Watercolor     Ruby-throated Hummingbird      Sally Wickham © 2011  


Nobody but nobody messes with the male Ruby-throated Hummingbird.  This tiny one-tenth of an ounce package of feathers is a giant among backyard birds.  He thinks nothing of chasing away Crows and Red-tailed Hawks when other bigger birds are left cowering in the trees.  Squirrels and cats that get too close had also better beware.  How is this possible you may ask?  I wondered the same thing and even wondered why I moved my hummingbird feeders off the porch and onto a pergola a little bit farther away. 

The answer to my question is that any bird moving at sixty miles an hour with a lance-like bill is going to do some damage if he hits you.  He is a needle shooting through the air!    It’s possible that he is not ruby-throated at all but blood stained.

Furthermore, the noise that his wings make is sometimes quite frightful.  One buzzed close by my head today and there was even a slight whine to the wing noise that sounded like a passenger jet when it lands.  Other birds have no doubt noticed the same thing and are aware that the Ruby-throat means business. 

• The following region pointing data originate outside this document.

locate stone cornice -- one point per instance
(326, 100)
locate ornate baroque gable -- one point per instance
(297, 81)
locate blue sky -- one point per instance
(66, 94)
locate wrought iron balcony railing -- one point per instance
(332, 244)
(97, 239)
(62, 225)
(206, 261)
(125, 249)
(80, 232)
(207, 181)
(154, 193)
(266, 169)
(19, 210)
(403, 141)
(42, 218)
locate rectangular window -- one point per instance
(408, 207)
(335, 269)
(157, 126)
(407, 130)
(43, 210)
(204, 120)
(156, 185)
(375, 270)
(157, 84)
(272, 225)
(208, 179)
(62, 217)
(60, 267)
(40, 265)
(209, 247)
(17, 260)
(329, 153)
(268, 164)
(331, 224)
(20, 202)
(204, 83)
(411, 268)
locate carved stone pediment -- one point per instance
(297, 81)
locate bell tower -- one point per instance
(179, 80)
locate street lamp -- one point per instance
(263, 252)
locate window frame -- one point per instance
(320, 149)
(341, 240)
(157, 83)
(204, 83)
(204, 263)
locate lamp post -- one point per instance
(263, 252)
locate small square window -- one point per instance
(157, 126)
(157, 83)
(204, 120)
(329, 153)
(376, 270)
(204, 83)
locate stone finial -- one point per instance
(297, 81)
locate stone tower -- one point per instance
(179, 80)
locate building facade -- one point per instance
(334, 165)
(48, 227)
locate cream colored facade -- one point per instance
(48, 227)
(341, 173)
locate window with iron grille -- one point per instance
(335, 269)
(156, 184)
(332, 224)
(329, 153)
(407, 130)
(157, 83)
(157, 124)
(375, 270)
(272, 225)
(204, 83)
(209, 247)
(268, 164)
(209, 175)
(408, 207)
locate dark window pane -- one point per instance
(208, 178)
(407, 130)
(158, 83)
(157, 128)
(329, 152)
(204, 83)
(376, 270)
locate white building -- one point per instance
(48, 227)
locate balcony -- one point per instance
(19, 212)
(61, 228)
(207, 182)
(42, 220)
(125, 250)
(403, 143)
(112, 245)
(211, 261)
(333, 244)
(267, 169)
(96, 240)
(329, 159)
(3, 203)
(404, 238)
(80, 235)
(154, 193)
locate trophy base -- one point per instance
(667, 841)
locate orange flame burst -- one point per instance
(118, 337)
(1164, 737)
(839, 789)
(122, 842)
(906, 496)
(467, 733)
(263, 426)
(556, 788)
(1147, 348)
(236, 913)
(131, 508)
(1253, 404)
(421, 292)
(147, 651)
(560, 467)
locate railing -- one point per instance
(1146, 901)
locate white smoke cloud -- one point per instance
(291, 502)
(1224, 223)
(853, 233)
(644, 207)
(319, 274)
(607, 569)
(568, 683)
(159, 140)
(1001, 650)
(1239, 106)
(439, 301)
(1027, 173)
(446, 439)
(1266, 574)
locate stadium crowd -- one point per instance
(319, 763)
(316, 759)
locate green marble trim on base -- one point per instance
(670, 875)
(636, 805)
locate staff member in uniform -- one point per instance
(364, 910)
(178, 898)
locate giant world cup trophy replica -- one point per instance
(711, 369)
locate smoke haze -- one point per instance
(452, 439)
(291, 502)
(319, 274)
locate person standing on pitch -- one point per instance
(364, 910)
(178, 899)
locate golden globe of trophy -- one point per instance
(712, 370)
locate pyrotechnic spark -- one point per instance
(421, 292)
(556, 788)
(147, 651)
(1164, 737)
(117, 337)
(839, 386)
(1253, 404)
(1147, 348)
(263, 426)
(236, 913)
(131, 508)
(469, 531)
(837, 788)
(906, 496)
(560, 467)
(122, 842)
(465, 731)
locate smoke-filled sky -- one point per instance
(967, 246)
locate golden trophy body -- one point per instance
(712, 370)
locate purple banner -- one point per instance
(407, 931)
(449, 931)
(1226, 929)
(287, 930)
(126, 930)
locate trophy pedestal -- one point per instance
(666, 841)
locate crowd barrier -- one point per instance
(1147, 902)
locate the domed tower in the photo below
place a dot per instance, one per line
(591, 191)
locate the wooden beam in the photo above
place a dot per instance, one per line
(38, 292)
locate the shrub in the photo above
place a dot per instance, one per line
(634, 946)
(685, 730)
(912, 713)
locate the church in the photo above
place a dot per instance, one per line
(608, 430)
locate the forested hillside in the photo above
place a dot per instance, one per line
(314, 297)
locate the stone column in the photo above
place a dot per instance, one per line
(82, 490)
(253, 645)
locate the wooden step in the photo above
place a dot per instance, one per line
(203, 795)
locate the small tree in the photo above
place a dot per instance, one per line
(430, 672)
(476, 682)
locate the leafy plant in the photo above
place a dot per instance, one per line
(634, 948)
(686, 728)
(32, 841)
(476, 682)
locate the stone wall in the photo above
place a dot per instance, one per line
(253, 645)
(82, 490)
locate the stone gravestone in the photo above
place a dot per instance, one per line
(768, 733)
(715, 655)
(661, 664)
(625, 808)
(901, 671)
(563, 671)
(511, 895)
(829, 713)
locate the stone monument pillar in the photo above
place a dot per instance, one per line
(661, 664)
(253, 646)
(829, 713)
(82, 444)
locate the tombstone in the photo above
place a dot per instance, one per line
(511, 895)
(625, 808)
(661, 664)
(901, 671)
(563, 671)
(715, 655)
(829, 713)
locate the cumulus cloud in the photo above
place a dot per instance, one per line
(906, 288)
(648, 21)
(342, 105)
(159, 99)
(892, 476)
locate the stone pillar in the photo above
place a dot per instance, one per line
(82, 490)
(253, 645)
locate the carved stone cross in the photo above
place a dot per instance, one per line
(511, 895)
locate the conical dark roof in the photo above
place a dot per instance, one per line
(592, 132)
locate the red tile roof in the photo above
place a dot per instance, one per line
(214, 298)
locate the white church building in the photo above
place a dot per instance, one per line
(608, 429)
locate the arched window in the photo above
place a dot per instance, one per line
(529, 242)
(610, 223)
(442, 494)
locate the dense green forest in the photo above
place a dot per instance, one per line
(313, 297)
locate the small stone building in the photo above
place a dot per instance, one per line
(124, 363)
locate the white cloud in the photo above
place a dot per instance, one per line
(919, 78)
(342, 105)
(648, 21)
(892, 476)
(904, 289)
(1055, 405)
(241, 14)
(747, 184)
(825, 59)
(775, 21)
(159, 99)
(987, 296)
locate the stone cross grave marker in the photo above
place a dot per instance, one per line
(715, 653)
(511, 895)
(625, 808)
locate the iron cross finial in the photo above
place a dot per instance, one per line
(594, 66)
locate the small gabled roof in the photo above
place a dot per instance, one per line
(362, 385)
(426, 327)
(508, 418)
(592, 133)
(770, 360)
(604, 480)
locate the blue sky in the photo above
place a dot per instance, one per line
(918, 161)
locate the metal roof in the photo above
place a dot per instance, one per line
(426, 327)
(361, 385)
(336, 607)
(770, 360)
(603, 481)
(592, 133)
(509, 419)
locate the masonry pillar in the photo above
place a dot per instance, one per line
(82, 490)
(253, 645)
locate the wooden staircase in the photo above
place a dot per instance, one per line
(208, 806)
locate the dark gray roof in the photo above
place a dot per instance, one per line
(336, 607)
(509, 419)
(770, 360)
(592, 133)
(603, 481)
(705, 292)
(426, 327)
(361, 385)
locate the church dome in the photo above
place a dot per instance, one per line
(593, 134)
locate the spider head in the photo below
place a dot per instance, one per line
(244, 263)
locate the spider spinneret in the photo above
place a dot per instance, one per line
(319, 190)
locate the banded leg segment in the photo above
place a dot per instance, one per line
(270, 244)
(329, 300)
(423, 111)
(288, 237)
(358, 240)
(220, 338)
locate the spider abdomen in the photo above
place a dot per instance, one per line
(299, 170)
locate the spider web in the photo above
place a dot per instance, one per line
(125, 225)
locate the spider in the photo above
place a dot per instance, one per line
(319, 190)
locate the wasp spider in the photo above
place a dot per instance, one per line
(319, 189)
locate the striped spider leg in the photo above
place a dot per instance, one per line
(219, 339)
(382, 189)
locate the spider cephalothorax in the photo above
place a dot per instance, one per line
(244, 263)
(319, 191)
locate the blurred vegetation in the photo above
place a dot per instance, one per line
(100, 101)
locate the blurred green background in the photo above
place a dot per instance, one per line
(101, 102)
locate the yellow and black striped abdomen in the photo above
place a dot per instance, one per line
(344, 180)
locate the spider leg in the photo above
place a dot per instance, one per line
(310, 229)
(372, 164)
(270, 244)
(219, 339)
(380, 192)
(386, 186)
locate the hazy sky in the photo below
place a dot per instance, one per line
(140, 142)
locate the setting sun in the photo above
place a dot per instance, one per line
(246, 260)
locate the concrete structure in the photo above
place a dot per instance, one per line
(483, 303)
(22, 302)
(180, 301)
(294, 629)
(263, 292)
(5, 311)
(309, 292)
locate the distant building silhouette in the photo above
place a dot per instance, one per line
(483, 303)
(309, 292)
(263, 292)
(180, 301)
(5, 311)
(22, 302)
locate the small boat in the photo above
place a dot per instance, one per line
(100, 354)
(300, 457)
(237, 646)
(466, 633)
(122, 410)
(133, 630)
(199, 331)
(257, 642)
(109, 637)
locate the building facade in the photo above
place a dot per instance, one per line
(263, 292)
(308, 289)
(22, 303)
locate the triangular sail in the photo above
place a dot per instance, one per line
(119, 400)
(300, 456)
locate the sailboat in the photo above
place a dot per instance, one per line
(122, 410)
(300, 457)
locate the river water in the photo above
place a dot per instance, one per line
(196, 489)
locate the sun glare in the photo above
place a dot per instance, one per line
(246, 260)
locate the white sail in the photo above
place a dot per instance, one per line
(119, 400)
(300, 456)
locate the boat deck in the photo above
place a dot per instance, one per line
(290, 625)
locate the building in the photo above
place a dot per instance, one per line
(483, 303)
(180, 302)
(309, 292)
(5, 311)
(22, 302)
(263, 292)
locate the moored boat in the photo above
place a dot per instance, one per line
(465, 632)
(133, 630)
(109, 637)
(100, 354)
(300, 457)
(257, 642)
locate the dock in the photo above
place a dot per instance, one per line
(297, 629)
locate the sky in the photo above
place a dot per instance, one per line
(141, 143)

Hummingbirds have been reported to the bird police for stalking and  unprovoked threatening behavior towards other birds.  Okay, I made this up, but I have read accounts where hummers will chase other birds just for fun.  I suppose when you are such a fast and accomplished flyer--able to fly forward, reverse, up and down , stop on a dime and hover in mid-air,   every once in a while you want to put the pedal to the metal.  

As for me, I did not think that I would look  good with a hummingbird stuck in my plump rosy cheek so I moved the feeders away from my observation station on the porch.  And believe me, I am keeping those feeders very clean,  very full  and very sweet because I do not want to make this little guy angry.